Advanced: Threshold Tuning & Multi-Run Analysis
Reduce false positives and catch real regressions. Learn statistical techniques for reliable performance testing in noisy environments.
Understanding Noise vs Real Regressions
The fundamental challenge of automated performance testing is distinguishing signal from noise. Even on dedicated hardware, frame times vary between runs due to OS scheduling, thermal state, driver behavior, and background services.
A naive comparison (single run A vs single run B) has high false positive rates. PerfGuard uses several techniques to improve signal quality:
- Warmup frame trimming — Removes initial spikes from shader compilation
- IQR outlier removal — Removes extreme values that skew aggregates
- Multi-run aggregation — Averages across multiple captures for statistical confidence
- CoV flagging — Warns when a stat is too volatile to compare reliably
IQR Outlier Trimming Explained
PerfGuard uses the Interquartile Range (IQR) method to remove outlier frames before computing aggregates. This is a robust statistical technique that handles skewed distributions well.
How it works:
- Compute Q1 (25th percentile) and Q3 (75th percentile) of the frame data
- Calculate IQR = Q3 - Q1
- Define bounds: lower = Q1 - 1.5 * IQR, upper = Q3 + 1.5 * IQR
- Discard any frames outside [lower, upper]
- Compute aggregates on the remaining "clean" data
# Raw frame times (ms): [12.1, 13.4, 13.8, 14.0, 14.2, 14.5, 14.8, 15.1, 15.3, 45.2, 67.8] # Q1 = 13.8, Q3 = 15.1, IQR = 1.3 # Lower bound = 13.8 - 1.95 = 11.85 # Upper bound = 15.1 + 1.95 = 17.05 # After trimming (45.2 and 67.8 removed): [12.1, 13.4, 13.8, 14.0, 14.2, 14.5, 14.8, 15.1, 15.3] # Mean: 14.13ms (vs 19.84ms with outliers)
This prevents shader compilation hitches or GC stalls from inflating your baseline and masking real regressions.
Multi-Run Statistical Analysis
For the highest confidence, run the same scenario multiple times and let PerfGuard compute confidence intervals.
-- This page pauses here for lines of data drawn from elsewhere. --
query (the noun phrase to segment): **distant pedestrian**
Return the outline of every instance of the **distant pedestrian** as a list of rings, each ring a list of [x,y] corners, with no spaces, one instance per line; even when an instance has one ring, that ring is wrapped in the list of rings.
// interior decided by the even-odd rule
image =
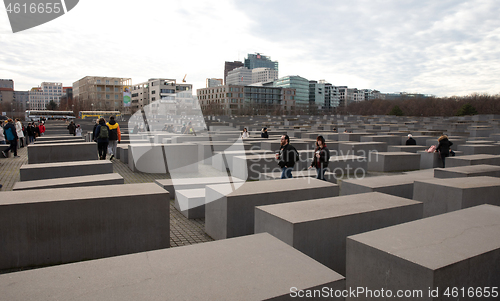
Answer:
[[[139,132],[139,126],[136,124],[136,125],[134,126],[134,129],[132,130],[132,133],[133,133],[133,134],[137,134],[138,132]]]
[[[314,149],[314,157],[309,168],[316,167],[316,179],[325,180],[325,171],[328,168],[330,161],[330,151],[326,147],[325,138],[318,136],[316,138],[316,149]]]
[[[99,159],[106,160],[106,151],[109,143],[109,127],[106,125],[106,120],[102,117],[99,119],[99,125],[95,129],[94,137],[97,139]]]
[[[38,128],[40,129],[40,136],[43,136],[45,135],[45,125],[44,125],[44,122],[40,122],[40,125],[38,126]]]
[[[299,153],[290,145],[290,137],[288,135],[281,136],[281,147],[279,153],[276,154],[276,160],[279,167],[281,167],[281,178],[289,179],[292,177],[292,169],[295,162],[299,158]]]
[[[33,122],[33,131],[35,132],[35,141],[36,141],[36,138],[40,137],[40,125],[38,123]]]
[[[76,125],[75,136],[77,136],[77,137],[82,136],[82,127],[79,124]]]
[[[267,132],[267,128],[262,129],[262,133],[260,134],[260,138],[269,138],[269,133]]]
[[[16,118],[15,126],[16,126],[17,137],[19,137],[19,146],[24,147],[23,124],[21,123],[21,120],[19,120],[19,118]]]
[[[68,130],[70,135],[76,136],[76,125],[73,120],[69,123]]]
[[[241,138],[243,139],[250,138],[250,134],[248,133],[247,128],[244,128],[243,132],[241,132]]]
[[[186,132],[186,124],[182,124],[182,127],[181,127],[181,134],[184,134],[184,132]]]
[[[3,134],[3,124],[0,124],[0,144],[6,144],[5,135]]]
[[[93,136],[93,139],[95,142],[97,142],[97,137],[94,136],[94,133],[95,133],[95,129],[97,128],[97,126],[99,125],[99,118],[97,118],[95,120],[95,123],[94,123],[94,128],[92,129],[92,136]]]
[[[442,135],[438,139],[438,146],[436,147],[436,152],[439,152],[441,157],[441,161],[443,161],[443,168],[445,168],[445,159],[450,156],[450,147],[453,145],[453,142],[448,140],[448,136]]]
[[[26,127],[26,134],[28,135],[28,144],[31,144],[35,141],[35,126],[33,122],[28,123]]]
[[[184,134],[190,134],[190,135],[196,136],[196,133],[194,131],[193,124],[191,123],[191,121],[188,123],[186,129],[184,130]]]
[[[122,140],[122,133],[120,132],[120,126],[115,121],[115,117],[109,117],[109,122],[106,124],[109,128],[109,144],[108,144],[108,152],[111,155],[109,160],[113,160],[116,155],[116,147],[117,143],[120,143]]]
[[[17,140],[19,137],[17,136],[16,126],[14,125],[14,121],[9,118],[7,120],[7,124],[3,127],[5,139],[9,141],[9,148],[2,151],[2,155],[7,158],[8,152],[11,151],[14,153],[14,158],[18,158],[17,155]]]
[[[408,140],[406,140],[406,145],[417,145],[417,141],[413,139],[411,134],[408,134]]]

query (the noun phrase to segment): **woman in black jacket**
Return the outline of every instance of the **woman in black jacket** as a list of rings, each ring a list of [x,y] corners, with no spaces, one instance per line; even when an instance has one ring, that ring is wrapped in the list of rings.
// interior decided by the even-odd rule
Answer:
[[[325,171],[328,167],[328,161],[330,160],[330,151],[326,147],[325,138],[323,136],[318,136],[316,138],[316,149],[314,150],[314,157],[309,168],[316,167],[317,176],[316,179],[325,180]]]
[[[439,144],[436,147],[436,152],[439,151],[439,155],[441,156],[441,161],[443,161],[444,168],[444,160],[446,157],[450,156],[450,147],[453,145],[453,142],[448,140],[448,136],[446,135],[439,137],[438,142]]]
This tells you not just the mean, but how confident you can be that the mean is accurate.
# Run 5 captures of the same scenario for i in 1 2 3 4 5; do UnrealEditor Project.uproject -game \ -gauntlet=PerfGuardGauntletController \ -scenario=MyScenario -csvprofile \ -RenderOffScreen -unattended -log done # Analyze all 5 runs together python3 perfguard_cli.py analyze \ run1.csv run2.csv run3.csv run4.csv run5.csv \ --threshold-percent 5.0
# Run 5 captures of the same scenario for ($i=1; $i -le 5; $i++) { & "UnrealEditor-Cmd.exe" Project.uproject -game ` -gauntlet=PerfGuardGauntletController ` -scenario=MyScenario -csvprofile ` -unattended -log } # Analyze all 5 runs together python perfguard_cli.py analyze ` run1.csv run2.csv run3.csv run4.csv run5.csv ` --threshold-percent 5.0
With 5 runs, PerfGuard computes 95% confidence intervals. A regression is only flagged if the lower bound of the confidence interval exceeds the threshold — meaning you can be statistically confident the regression is real, not noise.
Coefficient of Variation (CoV) Flagging
The Coefficient of Variation (CoV) is the standard deviation divided by the mean, expressed as a percentage. It measures how "noisy" a stat is relative to its magnitude.
PerfGuard flags stats with CoV above a configurable threshold (default: 10%). A high CoV means the stat varies too much between frames to produce reliable comparisons.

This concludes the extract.